The Climate Change Transparency Project focuses on uncovering previously closed and classified documents that illuminate the policy debates and decisions that have guided the United States through more than 40 years of climate change negotiations and global environmental issues. Project staff have filed hundreds of Freedom of Information Act requests and forced the State Department, Environmental Protection Agency, Treasury Department, Department of Energy and other federal agencies to release thousands of documents tracking decades of U.S. debates around climate change and environmental diplomacy, from the time of the Nixon administration, when the EPA was created and cross-border issues like acid rain dominated the discourse, to the 2015 Paris Agreement, to the present day, as the Biden administration confronts economic and security issues that are increasingly linked to climate change.
There is a substantial body of political science scholarship and policy analysis about climate change and environmental diplomacy, most if not all of which is based primarily on public documents or interviews with officials. These studies and analyses need to be augmented by greater access to records which document the process of policy making within the U.S. government as the White House, State Department, and other agencies—including Defense, the EPA, the CIA, Commerce, and Treasury Department—have sought to understand the technical issues involved and their implications for U.S. interests and policy objectives.

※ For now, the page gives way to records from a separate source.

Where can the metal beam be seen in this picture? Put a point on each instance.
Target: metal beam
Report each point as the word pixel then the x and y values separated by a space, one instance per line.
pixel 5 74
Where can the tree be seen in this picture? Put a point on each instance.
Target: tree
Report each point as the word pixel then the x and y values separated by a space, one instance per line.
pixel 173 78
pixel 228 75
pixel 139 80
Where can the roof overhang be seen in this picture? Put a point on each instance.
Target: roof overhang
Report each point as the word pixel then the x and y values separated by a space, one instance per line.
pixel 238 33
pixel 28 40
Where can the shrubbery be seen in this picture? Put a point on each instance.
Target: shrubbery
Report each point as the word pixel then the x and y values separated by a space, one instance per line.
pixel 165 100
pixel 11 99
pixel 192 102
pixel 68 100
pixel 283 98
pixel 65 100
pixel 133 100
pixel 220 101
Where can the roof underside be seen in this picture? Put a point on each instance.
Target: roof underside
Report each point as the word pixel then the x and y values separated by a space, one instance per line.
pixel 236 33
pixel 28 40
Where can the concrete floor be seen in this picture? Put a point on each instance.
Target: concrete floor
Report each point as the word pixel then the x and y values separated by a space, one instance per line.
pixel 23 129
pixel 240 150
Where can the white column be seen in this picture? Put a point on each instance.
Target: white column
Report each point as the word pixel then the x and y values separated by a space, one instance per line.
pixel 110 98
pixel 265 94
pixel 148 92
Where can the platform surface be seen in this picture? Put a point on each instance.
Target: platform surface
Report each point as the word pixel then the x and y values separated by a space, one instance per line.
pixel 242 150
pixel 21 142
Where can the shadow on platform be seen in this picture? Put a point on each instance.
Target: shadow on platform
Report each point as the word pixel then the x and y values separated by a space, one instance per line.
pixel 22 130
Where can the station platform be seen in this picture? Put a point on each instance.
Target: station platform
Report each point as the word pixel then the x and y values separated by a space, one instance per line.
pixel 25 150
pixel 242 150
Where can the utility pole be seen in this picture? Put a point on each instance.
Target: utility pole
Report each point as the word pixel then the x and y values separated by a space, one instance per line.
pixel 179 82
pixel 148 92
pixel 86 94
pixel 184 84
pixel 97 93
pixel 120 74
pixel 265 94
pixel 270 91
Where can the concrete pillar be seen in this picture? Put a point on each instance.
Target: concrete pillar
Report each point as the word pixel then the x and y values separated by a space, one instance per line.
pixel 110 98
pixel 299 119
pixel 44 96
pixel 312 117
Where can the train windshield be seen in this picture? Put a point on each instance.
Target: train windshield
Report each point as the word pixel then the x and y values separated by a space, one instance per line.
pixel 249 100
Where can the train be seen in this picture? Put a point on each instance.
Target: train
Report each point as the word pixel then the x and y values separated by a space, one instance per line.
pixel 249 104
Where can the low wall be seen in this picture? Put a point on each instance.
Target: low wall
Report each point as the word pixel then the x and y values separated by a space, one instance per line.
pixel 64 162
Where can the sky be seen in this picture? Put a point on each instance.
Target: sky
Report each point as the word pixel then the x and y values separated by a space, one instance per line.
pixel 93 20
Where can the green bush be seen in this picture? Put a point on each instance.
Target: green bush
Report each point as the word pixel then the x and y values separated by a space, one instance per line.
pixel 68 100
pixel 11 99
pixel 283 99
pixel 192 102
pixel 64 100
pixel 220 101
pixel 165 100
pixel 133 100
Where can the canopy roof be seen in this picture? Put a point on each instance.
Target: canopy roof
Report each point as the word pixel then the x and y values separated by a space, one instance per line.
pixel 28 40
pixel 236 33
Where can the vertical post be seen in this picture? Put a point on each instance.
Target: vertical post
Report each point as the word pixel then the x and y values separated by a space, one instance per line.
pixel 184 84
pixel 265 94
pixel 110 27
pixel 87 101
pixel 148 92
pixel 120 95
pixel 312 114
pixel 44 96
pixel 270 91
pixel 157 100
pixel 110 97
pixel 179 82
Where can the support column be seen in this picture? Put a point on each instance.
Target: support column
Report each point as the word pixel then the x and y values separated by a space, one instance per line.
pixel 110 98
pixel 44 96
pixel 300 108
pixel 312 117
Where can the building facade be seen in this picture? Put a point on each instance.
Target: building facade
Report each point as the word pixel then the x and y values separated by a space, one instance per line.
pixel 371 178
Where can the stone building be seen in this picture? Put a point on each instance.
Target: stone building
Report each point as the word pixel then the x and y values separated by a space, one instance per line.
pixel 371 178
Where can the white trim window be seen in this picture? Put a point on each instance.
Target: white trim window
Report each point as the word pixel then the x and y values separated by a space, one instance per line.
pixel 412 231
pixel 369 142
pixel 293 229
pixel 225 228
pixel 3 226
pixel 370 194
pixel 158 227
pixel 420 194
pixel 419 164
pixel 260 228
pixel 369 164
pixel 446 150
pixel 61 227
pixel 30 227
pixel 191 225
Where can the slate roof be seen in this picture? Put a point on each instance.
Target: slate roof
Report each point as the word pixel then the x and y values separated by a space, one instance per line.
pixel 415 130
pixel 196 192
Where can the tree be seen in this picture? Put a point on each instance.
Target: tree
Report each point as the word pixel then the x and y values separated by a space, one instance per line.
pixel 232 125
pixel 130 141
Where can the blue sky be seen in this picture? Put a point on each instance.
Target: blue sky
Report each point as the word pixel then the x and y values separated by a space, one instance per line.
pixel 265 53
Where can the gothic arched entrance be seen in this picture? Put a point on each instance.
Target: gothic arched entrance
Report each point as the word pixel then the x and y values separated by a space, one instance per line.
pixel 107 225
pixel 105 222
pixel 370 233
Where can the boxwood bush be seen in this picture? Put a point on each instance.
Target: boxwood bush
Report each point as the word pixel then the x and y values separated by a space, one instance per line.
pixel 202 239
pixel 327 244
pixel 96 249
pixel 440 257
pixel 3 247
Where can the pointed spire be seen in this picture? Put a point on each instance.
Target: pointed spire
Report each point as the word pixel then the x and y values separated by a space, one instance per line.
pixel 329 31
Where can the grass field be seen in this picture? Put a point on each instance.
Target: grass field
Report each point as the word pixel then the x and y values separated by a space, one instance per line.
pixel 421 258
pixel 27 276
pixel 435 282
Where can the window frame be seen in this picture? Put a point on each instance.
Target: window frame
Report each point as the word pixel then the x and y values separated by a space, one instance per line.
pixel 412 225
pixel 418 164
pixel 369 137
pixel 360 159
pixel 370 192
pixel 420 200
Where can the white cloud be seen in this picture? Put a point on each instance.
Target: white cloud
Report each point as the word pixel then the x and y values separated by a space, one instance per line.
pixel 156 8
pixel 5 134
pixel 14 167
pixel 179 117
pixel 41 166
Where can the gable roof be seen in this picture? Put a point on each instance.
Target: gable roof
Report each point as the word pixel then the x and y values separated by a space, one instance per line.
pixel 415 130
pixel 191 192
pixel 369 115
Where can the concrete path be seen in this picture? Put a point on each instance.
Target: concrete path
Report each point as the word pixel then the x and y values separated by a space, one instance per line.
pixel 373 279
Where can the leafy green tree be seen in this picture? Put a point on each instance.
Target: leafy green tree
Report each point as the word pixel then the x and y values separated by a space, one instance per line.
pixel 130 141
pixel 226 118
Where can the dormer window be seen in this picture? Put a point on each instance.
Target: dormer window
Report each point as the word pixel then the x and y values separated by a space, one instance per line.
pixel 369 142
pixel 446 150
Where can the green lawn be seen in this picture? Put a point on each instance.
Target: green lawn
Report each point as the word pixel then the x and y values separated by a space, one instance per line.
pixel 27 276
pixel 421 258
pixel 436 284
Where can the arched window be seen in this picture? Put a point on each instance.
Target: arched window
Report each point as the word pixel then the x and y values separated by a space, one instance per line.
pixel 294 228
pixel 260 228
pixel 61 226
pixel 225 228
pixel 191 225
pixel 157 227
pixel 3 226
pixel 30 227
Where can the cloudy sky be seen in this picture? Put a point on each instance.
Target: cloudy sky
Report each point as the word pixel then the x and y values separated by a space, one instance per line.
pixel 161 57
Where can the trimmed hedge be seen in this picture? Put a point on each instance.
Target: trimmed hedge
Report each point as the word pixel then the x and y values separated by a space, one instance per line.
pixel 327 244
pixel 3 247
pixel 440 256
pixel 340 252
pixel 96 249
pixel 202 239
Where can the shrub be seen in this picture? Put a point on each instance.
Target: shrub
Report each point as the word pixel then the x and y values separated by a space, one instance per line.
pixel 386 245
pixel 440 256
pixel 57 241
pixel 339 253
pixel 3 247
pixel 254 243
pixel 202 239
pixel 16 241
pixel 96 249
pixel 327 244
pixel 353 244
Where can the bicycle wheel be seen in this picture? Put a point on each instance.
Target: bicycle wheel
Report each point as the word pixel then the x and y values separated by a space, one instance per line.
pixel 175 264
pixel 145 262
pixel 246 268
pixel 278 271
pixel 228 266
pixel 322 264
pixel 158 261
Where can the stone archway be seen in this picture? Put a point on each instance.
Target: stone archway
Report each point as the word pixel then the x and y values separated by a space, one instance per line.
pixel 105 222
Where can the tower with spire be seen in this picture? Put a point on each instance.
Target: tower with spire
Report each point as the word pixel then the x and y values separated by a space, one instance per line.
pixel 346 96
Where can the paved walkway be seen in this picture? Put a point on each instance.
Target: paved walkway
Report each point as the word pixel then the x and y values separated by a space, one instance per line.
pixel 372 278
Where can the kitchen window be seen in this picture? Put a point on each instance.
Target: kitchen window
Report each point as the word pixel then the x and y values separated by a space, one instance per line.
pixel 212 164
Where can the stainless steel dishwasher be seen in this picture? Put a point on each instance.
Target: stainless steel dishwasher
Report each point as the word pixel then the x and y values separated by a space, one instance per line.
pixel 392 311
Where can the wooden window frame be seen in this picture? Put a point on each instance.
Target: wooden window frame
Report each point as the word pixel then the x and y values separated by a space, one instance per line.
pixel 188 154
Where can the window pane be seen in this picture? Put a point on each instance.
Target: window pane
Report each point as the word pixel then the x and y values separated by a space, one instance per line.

This project identifies and documents the major, high-level environmental concerns that have been the focus of many U.S. diplomatic efforts and agreements dating back to the 1970s—including the landmark Clean Air Act and Clean Water Act legislation—to the 1987 Montreal Protocol to Protect the Ozone Layer (agreed upon during the Reagan administration), the most successful environmental agreement reached to date. The cornerstone of the project focuses on efforts to reach agreement on a treaty to curb the greenhouse gas emissions that are driving global climate warming. These negotiations, carried out under the aegis of the United Nations Framework Convention on Climate Change, adopted in 1992, center on the Kyoto Protocol, adopted in 1997, and the efforts to reach agreement on a post-Kyoto agreement, which produced the Paris Agreement on Climate Change in December 2015.